En effet, à entendre les responsables de ce quotidien, c’est Djamel Ghanem qui s’est introduit dans les archives de son journal pour y enregistrer un dessin qui « touche aux intérêts moraux » de l’entreprise médiatique pour laquelle il travaille. Ainsi, on nous indique clairement que la Voix d’Oranie, un quotidien régional, ne tolère aucunement un tel dessin parce qu’il lui aurait couté tout simplement son existence dans le paysage médiatique algérien.

Mais comment peut-on craindre une telle menace alors que le dessin n’a même pas été publié et n’aurait, d’ailleurs, jamais pu l’être puisqu’il ne correspond pas à la ligne éditoriale de la Voix d’Oranie ? Pour Djamel Ghanem, son dessin n’est qu’un prêtexte utilisé par son ancien employeur pour se venger contre lui. « Ils me doivent des arriérés  de salaires qui s’étalent sur une période de 7 ans. Ce qui est l’équivalent de 300 millions de centimes. Ils ont monté toute cette affaire contre moi dans le seul but de me priver de mes droits », s’indigne notre interlocuteur.

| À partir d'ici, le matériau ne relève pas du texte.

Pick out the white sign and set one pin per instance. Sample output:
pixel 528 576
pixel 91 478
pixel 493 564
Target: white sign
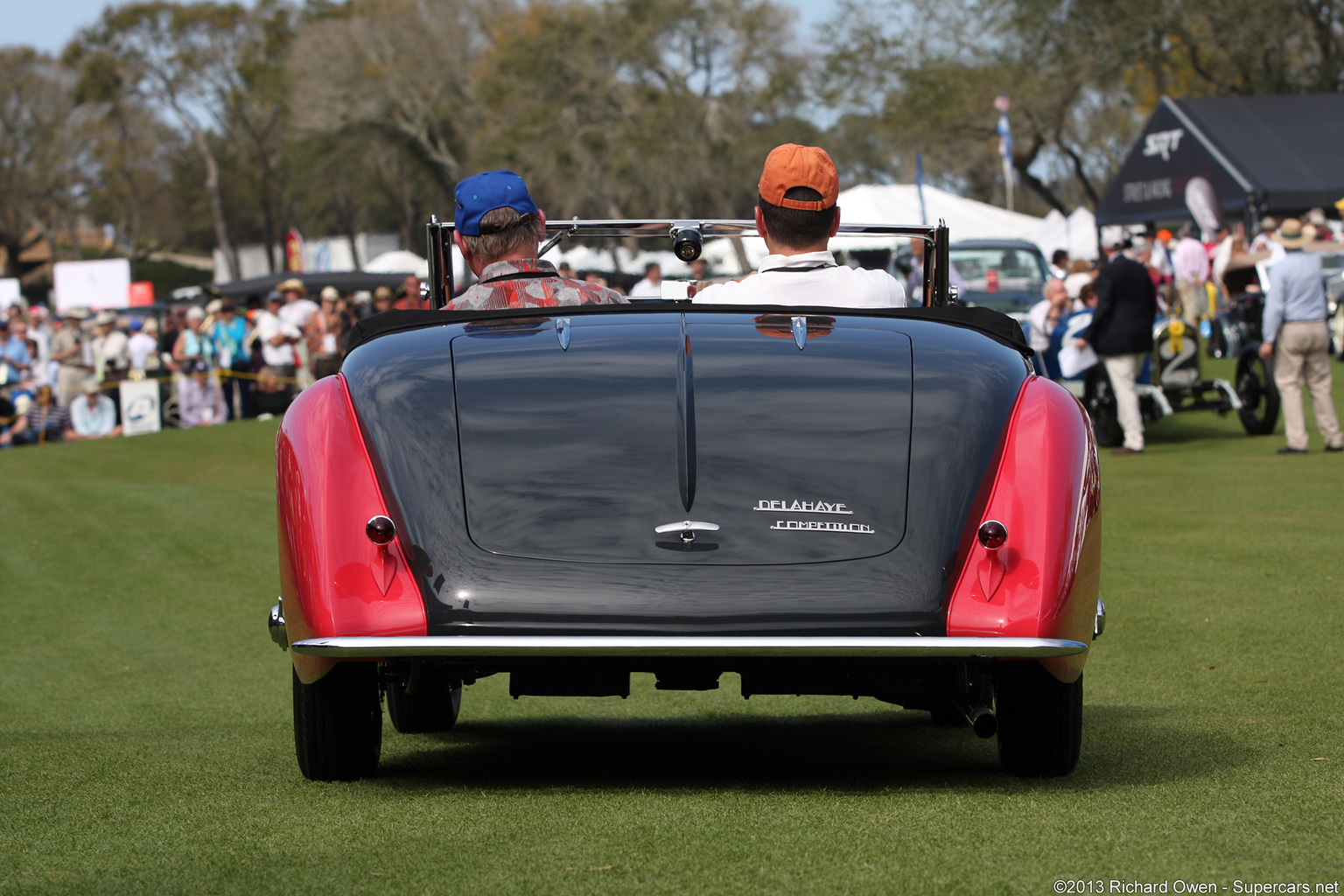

Pour Youcef Dilem, avocat de Djamel Ghanem, il est temps qu’on arrête cette affaire ridicule. « C’est une première dans le monde  : un caricaturiste poursuivi  pour un dessin qui n’a jamais été publié et, en plus, c’est la direction d’un journal qui le poursuit en justice ! Où a-t-on déjà vu ça ? », s’interroge cet avocat qui dénonce au passage les obstructions faites à la défense lors du déroulement du procès il y a de cela trois jours. « Le magistrat a rejeté toutes mes questions relatives à la nature de ce dessin. On a passé tout notre temps à demander à Djamel comment il a fait pour s’introduire dans le système informatique alors qu’il n’est qu’un simple dessinateur.

C’est un procès ridicule où le fond du problème a été évité parce que nos juges sacralisent l’image du Président de la République », explique à Algérie-Focus Youcef Dilem qui craint le pour l’avenir des libertés publiques à cause de l’article 144 bis du code pénal punissant les outrages au président de la République. « Le problème est que cet article s’applique sur toute expression qualifiée d’outrageuse au Chef de l’Etat. Cela ne nécessite pas forcément la publication d’un article, photo ou dessin.

On peut vous poursuivre en justice rien que pour un avis entendu à propos de Bouteflika dans un cafétéria. Et les juges refusent de débattre de cet article et de ses détails. Ils ont peur d’offusquer les autorités politiques », déplore encore cet avocat d’après lequel si la situation perdure ainsi en Algérie, il faudra envisager des tribunaux spécifiques aux affaires « d’outrage au Président de la République » !

En attendant, Djamel Ghanem connaîtra son jugement le 4 mars prochain, qui risque de l’envoyer en prison. Mais son avocat promet de ne jamais lâcher l’affaire est d’aller jusqu’au bout pour obtenir gain de cause.